If fine-tuning does not reach the required performance metric, or if one wishes to generally improve the system as much as possible, one should carefully reconsider the data preprocessing. Together with custom dataset assembly and labeling, this is the most labor-intensive step and requires the most specialized domain knowledge - however it will also have the biggest impact on performance.
For example, the simple task of resizing images to match the input dimensions of the model is often necessary, but can be done optimally. We saw that resizing images can boost performance by up to 8%, but that bigger was not necessarily better and was in fact worse when using ResNet-50. Furthermore, our example of RGZ classification showed that cropping images to focus on regions of interest was the next-best thing to fine-tuning. Considering the earlier discussion of the RGZ labeling scheme in Section 3.1, we also speculate that using different scalings of the original FITS images to include information about not only bright peaks but also flux islands could significantly improve distinction between visually similar classes such as 2C-2P and 2C-3P (see Figure 1 for example). One technique seen in the literature (Aniyan & Thorat 2017, used by Maslej-Krešňáková et al. (2021) for example) is sigma-clipping, where noise is removed by setting all pixels below a certain threshold to zero.

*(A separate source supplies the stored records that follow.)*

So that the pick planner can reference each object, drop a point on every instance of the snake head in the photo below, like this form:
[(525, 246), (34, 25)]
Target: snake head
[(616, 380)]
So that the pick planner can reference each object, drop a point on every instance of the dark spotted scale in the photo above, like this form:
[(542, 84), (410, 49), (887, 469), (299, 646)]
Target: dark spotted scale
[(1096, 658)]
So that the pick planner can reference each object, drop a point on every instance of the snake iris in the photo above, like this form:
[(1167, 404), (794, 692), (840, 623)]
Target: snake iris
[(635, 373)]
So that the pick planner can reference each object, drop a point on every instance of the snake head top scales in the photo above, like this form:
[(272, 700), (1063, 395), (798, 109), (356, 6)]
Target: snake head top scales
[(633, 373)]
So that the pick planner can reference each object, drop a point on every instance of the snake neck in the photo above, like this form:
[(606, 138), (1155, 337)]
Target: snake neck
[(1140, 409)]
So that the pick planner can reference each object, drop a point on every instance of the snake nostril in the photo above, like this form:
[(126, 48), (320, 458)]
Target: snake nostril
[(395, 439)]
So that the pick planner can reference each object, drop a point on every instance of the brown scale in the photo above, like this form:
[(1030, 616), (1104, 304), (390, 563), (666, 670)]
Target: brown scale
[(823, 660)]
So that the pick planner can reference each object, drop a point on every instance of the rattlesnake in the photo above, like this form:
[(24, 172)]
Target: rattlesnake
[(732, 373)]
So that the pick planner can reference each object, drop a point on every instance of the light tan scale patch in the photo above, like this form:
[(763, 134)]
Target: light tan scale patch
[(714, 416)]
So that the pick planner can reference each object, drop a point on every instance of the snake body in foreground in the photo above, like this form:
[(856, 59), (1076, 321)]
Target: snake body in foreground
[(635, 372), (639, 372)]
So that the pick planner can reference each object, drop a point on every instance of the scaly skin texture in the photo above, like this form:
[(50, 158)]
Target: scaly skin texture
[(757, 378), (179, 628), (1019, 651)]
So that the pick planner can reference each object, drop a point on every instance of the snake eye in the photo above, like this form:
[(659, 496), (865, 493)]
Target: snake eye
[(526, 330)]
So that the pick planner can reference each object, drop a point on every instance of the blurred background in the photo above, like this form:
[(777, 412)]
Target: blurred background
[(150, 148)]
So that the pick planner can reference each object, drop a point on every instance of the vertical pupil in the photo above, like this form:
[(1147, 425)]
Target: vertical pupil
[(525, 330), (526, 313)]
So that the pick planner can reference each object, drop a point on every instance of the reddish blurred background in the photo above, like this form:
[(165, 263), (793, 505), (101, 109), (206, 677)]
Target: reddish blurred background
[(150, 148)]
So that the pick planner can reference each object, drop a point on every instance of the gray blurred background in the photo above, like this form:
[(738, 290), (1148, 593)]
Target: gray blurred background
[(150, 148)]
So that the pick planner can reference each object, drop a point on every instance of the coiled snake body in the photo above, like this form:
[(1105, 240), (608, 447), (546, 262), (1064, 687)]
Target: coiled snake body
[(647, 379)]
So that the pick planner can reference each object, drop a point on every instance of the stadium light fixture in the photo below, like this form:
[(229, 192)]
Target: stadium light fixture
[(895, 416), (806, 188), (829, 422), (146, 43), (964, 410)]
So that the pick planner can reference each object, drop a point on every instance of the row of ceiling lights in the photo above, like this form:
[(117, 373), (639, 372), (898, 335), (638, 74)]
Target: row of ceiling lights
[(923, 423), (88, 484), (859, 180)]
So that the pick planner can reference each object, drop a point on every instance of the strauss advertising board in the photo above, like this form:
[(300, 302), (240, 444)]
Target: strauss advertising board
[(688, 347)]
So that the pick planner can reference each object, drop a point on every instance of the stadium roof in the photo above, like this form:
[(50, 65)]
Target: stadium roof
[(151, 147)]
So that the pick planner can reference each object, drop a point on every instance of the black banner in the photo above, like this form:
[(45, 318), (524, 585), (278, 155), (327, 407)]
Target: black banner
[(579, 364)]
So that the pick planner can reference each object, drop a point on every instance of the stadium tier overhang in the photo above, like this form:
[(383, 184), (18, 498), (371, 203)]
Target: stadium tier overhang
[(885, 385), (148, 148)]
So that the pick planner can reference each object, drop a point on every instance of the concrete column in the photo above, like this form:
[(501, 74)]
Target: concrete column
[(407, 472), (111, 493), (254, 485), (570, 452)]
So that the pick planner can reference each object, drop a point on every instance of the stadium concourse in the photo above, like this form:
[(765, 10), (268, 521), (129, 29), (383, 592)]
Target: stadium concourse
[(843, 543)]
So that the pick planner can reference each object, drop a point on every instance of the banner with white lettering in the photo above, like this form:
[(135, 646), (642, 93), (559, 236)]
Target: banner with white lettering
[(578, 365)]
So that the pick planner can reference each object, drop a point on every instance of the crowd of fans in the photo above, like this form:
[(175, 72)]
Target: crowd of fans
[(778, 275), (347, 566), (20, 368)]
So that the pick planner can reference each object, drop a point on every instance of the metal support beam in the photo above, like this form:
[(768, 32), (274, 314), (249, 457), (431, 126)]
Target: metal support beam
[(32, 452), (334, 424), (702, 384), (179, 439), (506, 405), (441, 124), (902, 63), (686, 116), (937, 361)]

Note that in this work we do not discuss data augmentation, which is normally done during training to help the network learn more robust representations. Several works address augmentation schemes for both optical and radio images; Hayat et al. (2021) appendix D for optical, and Slijepcevic et al. (2024) section 3.9 or Maslej-Krešňáková et al. (2021) section 4.2 for radio.
These general principles can help guide effective application of vision foundation models to astrophysical image data. Experimentation is unlikely to be a linear process; practitioners may need to iteratively revisit choices of foundation models, dataset preparation, and task-specific projector heads in order to achieve the desired result.
6 Conclusions
Our results demonstrate that state-of-the-art vision foundation models can immediately classify optical galaxies and perform source detection of radio galaxies with F1 scores of 0.72–0.88. In the case of optical galaxy classification, all foundation models outperformed supervised training. F1 scores close to 0.87 with only 800 labeled training images (10% of the total dataset) show that foundation models can be used to great effect for early-stage machine learning applications in scientific contexts. Of the models tested, SigLIP and AM-RADIO, pretrained on multimodal datasets, delivered the best performance, with vision transformers such as DINOv2 and MSN also excelling over ResNet-50, which is used or compared with in much of the astrophysics literature. Only MAE, which is optimized for reconstruction loss, failed to encode many task-relevant features for galaxy classification.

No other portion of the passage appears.